It's teacher hunting season!

Thursday, January 21, 2010

Follow the money I: Gonzalez on Robert$on hand in PAVE vs public school

Behind the push for charter schools to replace public schools is private investment, in the following Brooklyn case, investor Julian Robertson, getting plum treatment from New York City Schools Chancellor Joel Klein, as Juan Gonzalez reports in yesterday's "Daily News:"
Nothing Schools Chancellor Joel Klein can say will calm the furor and sense of betrayal parents and teachers at Public School 15 in Brooklyn have felt for the past few weeks.

"There is a deliberate attempt [by Klein] to undermine and dismantle a successful public school, and we're going to fight it," Lydia Bellahcene, a leader of the Parents Association and mother of three students at the Red Hook school, vowed Tuesday.

The target here is not a failed school. Even the bureaucrats at Tweed have given PS 15 an A rating for three straight years.

Yet, parents at the school find themselves locked in a neighborhood civil war instigated by the Department of Education. Their nemesis is PAVE Academy, a charter school that shares their building but keeps demanding more space.

The same conflict is being fought out in scores of New York City neighborhoods.

It is one of the main reasons Democratic lawmakers in Albany Tuesday rebuffed intense pressure from Klein, Mayor Bloomberg, Gov. Paterson - even from the Obama White House - to lift the cap on the number of charter schools in the state.

The lawmakers did so even though they risked the state's losing hundreds of million of dollars in "Race to the Top" federal school aid.

Assembly Speaker Sheldon Silver (D-Manhattan) showed the most courage. He was prepared to lift the cap, but only if Klein and other school superintendents agreed to some checks and balances. Among those were new regulations requiring approval from public school parents before space in their school could be turned over to a charter.

Senate Democratic Conference Leader John Sampson of Brooklyn tried to act with Silver but couldn't muster a majority in his closely divided and dysfunctional Senate.

So Silver and Sampson decided no bill is better than a bad one. So the cap on charters stays at 200 statewide.

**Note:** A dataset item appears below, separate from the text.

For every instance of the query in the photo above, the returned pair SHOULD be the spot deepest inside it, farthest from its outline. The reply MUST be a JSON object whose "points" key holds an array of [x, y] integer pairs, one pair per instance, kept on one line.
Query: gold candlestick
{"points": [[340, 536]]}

The parents at PS 15 know the importance of having a real voice. A few years ago, Klein's aides announced they were temporarily installing the new PAVE Academy in their school. It was only for two years, Tweed told PS 15, until the charter could find its own building.

PAVE happens to be run by Spencer Robertson, the son of billionaire Julian Robertson. The father's foundation donated $10 million to various educational reform efforts Klein started.

"We were shocked at the arrogance we were met with when they [PAVE] arrived, as if this building was theirs," Bellahcene said. "They insisted on separate entrances, stairwells and even bathrooms for their students. They even discourage their children from talking to ours."

"I'm sorry they feel that way," PAVE director Robertson said Tuesday. "We believe firmly there is room for our two schools to be successful with co-location. We're working on that."

And he's banking on a lot more time.

A few months ago, the Department of Education suddenly reversed itself and announced plans for PAVE to stay at PS 15 for up to five more years - until Robertson erects a brand new building for his school.

Since PAVE only has kindergarten to second grade, that will mean adding new grades each year, which means more classrooms.

"They are forcing PS 15's enrollment to shrink," one teacher said. "There aren't enough rooms in the building for basic programming."

All the things that made Public School 15 a true jewel for the children of Red Hook are being torn apart, the parents say.

If this is what Klein calls a race to the top, someone save them from it, quick.